Let's say that I have a MySQL database with a large number of entries in it. Let's say 10k rows for now.
I have a task that I want to perform on each row of the table. The task can take anything from less than a second to a few seconds, but can be done in parallel on different rows of the database. The task involves reading the row, loading a URL via CURL or loading data from disk, updating some of the fields, and saving the updated data back to the row with an updated data and a timestamp for when they were processed.
My question is how should I best structure my execution of the task to achieve the following:
What I'm thinking is to have one process which reads the IDs of the set of rows that need processing. This can then be array_chunked into manageable sections which are passed to processes spawned on the shell with exec. The passing is done either through the database (mark rows 1-2000 for execution with process 1), by the command line, or by saving a CSV file.

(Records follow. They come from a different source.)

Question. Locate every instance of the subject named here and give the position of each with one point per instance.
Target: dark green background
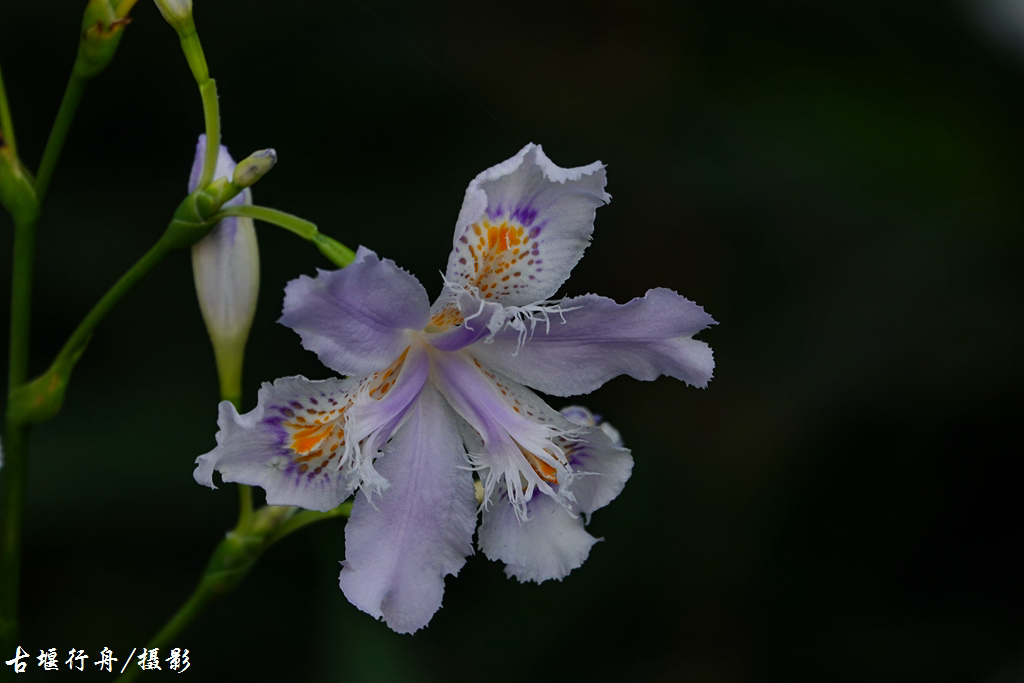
(838, 182)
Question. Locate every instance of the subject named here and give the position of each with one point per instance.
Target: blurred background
(837, 181)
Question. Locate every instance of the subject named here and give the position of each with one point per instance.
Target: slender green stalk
(211, 116)
(6, 123)
(229, 374)
(208, 91)
(231, 561)
(307, 517)
(12, 476)
(338, 253)
(20, 303)
(15, 447)
(73, 348)
(69, 105)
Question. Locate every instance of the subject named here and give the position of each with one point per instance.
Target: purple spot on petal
(525, 214)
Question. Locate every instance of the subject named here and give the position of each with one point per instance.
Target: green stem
(231, 561)
(208, 91)
(211, 115)
(73, 348)
(6, 123)
(229, 374)
(12, 475)
(20, 303)
(338, 253)
(69, 104)
(305, 518)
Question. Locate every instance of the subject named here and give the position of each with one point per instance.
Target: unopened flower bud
(176, 12)
(254, 167)
(225, 265)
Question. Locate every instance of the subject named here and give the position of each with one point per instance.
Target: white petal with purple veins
(290, 444)
(518, 430)
(523, 225)
(357, 319)
(398, 548)
(600, 339)
(547, 545)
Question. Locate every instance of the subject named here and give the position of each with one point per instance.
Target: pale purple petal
(523, 225)
(356, 319)
(600, 469)
(645, 338)
(224, 169)
(548, 545)
(518, 429)
(398, 548)
(285, 444)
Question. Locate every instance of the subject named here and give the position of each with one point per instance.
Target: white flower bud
(225, 266)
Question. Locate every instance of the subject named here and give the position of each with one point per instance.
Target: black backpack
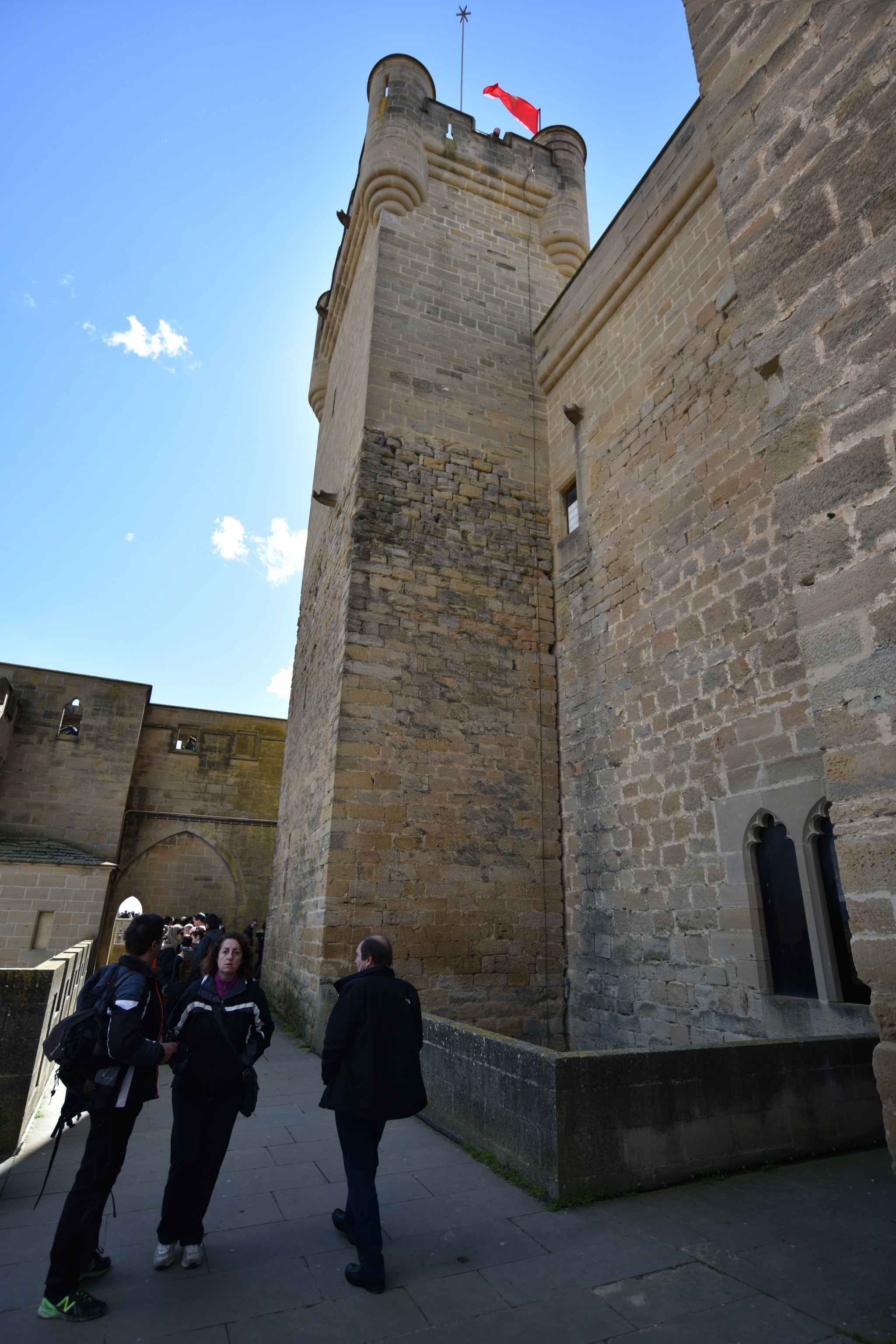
(77, 1046)
(84, 1068)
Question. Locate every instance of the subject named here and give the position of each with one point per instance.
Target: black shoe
(339, 1224)
(74, 1307)
(359, 1280)
(98, 1265)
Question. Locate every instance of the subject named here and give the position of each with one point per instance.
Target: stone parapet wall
(612, 1121)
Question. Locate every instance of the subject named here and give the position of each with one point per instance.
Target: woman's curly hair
(245, 968)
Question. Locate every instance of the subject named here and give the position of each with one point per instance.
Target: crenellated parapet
(565, 224)
(394, 171)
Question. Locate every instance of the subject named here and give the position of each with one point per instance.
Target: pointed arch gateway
(180, 874)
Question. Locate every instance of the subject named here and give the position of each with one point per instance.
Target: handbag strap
(220, 1019)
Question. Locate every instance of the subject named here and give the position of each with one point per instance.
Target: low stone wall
(33, 999)
(609, 1121)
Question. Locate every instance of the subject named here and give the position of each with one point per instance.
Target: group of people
(211, 1035)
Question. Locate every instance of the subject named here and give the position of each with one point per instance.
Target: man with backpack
(122, 1076)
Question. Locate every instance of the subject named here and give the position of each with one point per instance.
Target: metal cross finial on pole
(464, 15)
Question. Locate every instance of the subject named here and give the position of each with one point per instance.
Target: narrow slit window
(785, 913)
(42, 931)
(70, 721)
(571, 507)
(852, 988)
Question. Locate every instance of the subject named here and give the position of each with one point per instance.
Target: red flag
(522, 109)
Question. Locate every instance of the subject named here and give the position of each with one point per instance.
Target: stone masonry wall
(441, 761)
(413, 792)
(801, 104)
(74, 893)
(72, 789)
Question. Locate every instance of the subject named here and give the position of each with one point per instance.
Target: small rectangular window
(42, 931)
(571, 507)
(187, 738)
(246, 746)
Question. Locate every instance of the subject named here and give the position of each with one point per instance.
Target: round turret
(394, 174)
(320, 366)
(565, 224)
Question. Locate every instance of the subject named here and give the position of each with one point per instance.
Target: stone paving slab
(798, 1254)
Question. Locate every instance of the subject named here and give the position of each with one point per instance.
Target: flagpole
(464, 15)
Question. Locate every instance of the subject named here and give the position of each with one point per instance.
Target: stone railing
(33, 999)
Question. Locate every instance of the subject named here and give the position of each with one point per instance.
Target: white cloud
(139, 342)
(283, 552)
(228, 538)
(281, 683)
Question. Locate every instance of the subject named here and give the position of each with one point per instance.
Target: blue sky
(182, 164)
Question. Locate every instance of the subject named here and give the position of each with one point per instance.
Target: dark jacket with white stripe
(133, 1027)
(205, 1066)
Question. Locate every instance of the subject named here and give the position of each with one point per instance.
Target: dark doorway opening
(782, 903)
(852, 988)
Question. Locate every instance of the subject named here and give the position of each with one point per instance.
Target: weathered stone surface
(793, 447)
(817, 550)
(620, 1120)
(845, 478)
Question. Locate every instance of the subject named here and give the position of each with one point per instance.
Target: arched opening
(784, 910)
(852, 988)
(178, 877)
(70, 721)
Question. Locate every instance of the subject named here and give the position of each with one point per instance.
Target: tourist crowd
(186, 994)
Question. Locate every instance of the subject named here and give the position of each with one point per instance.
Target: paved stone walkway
(789, 1257)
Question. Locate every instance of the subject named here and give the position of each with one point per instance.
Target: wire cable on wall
(538, 602)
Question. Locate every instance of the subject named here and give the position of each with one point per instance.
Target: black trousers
(199, 1139)
(360, 1140)
(81, 1219)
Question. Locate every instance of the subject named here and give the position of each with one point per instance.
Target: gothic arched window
(785, 913)
(852, 988)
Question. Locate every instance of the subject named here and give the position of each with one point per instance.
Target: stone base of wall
(34, 1001)
(610, 1121)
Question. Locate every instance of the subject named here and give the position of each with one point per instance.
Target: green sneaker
(98, 1265)
(74, 1307)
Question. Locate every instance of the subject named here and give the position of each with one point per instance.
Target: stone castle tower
(593, 705)
(421, 775)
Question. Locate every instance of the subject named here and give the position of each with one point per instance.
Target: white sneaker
(164, 1256)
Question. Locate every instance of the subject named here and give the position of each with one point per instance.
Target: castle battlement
(420, 151)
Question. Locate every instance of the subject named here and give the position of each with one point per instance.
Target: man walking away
(371, 1066)
(133, 1027)
(213, 934)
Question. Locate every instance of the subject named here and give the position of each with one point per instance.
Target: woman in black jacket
(207, 1088)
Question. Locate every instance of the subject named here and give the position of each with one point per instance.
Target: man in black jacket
(133, 1027)
(371, 1069)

The problem I see with that is that it'll leave some of the processes idle for a lot of the time. Once process might finish iots batch of 1000 only to find that another process has been a lot slower and still has 500 to go. This second process could easily speed things up by taking another 250 rows off the slower process.
I'm thinking there's probably a standard architecture that I'm missing here which is applied to this sort of process, or am I barking up the wrong tree?
Please stick to technologies that would be available on a standard LAMP server - I'm not really that interested in setting up Hadoop or rewriting my code into another language. Still, if there's another technology that would probably work on a lamp server then go ahead and suggest it.